Still lots of virtual machines
AMD cites IDC figures that state six out of 10 two-socket servers that are virtualized should be upgraded in the next 12 months. Servers, AMD noted, are staying deployed longer, going from the usual three years to up to five years. That increases the likelihood of breakage while deployed, necessitating an emergency fix.
When compared against a two-socket Intel Xeon 5118, with 12 cores per CPU, AMD claims 10 one-socket servers are still almost half the three-year TCO as 14 two-socket servers with 64 percent of the licensing costs and 2.8 times the VM density. That’s because VMware charges per socket, Keels said.
Pitching on-premises hardware may seem like an uphill battle, but AMD said its models show server sales will continue out to 2022. “That’s when we’ll cross over 50-50 on-prem/off-prem mark, but customers are still investing heavily in on-prem virtual infrastructure,” said Keels.
What they are tending to not invest in is expanding or upgrading data center facilities. For now, they are making due with the space they have and the power and cooling they have. And when they run out of space, they will move to a hosted or managed environment or public cloud, he added.
Intel price cuts
The pitch is apparently being heard. ServeTheHome, a news and reviews site for server hardware, claims it’s heard from “a number of customers” that Intel is giving significant discounts for its Xeon processors looking at Epyc and in quantities well below 1,000-unit trays, which means it’s not just to its largest customers.
“A key trigger seems to be an organization’s willingness to adopt AMD Epyc. Our advice, if you are buying even as few as 50 to 100 servers, is to get an AMD Epyc system quote from your reseller. Doing so seems to be the trigger for Intel’s discount approvals,” STH writes.
Intel has another reason to be worried. A new vulnerability has emerged called Foreshadow. It’s similar to the Spectre/Meltdown vulnerabilities in that it’s baked into the silicon and the software fix has a significant performance impact.
Intel chips use a feature called Software Guard Extensions, or SGX, which allows programs to establish so-called secure enclaves within Intel processors. These are areas of the chip, in its L1 cache, that are cordoned off to run code that the computer’s operating system can’t access or change.

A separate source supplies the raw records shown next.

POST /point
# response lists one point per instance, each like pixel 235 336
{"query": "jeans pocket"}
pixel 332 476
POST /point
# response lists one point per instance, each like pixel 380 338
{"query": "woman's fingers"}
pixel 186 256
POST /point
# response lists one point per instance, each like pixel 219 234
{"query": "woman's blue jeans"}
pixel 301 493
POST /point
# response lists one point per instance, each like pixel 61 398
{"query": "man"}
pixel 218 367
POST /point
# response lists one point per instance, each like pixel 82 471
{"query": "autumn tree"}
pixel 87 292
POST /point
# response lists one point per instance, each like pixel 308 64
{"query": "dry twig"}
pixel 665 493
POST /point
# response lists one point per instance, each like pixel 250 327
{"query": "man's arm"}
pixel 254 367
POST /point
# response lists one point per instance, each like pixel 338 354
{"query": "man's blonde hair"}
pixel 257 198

(You know what’s coming next, right?)
Well, a group of researchers from five academic institutions around the world found a way to bypass SGX’s defenses. They call it Foreshadow. To defeat it, the scheduler in the L1 cache has to be turned off so one VM can’t harvest the contents of another. Doing so has a performance impact of up to 30 percent, and since Epyc doesn’t use SGX, it’s immune.
When in Rome
AMD’s next-generation Epyc processor is codenamed “Rome,” and while AMD is mum on it save for few details, such as a ship date of next year, stats are starting to leak. For starters, the 64-core Rome processor will be built (in a lot of days) on a 7nm manufacturing process. While AMD’s usual chip manufacturing partner GlobalFoundries has given up on getting to 7nm, Taiwanese manufacturing giant TSMC has made it work and will begin producing 7nm Rome processors next year.
And Rome looks like an absolute beast, if leaked benchmarks are any indication. A site called Chip Hell released a benchmark showing a prototype Rome processor performing 10 times faster than a high-end Intel Xeon. However, this is one site, and I don’t know its track record. But it looks like a doosy if true.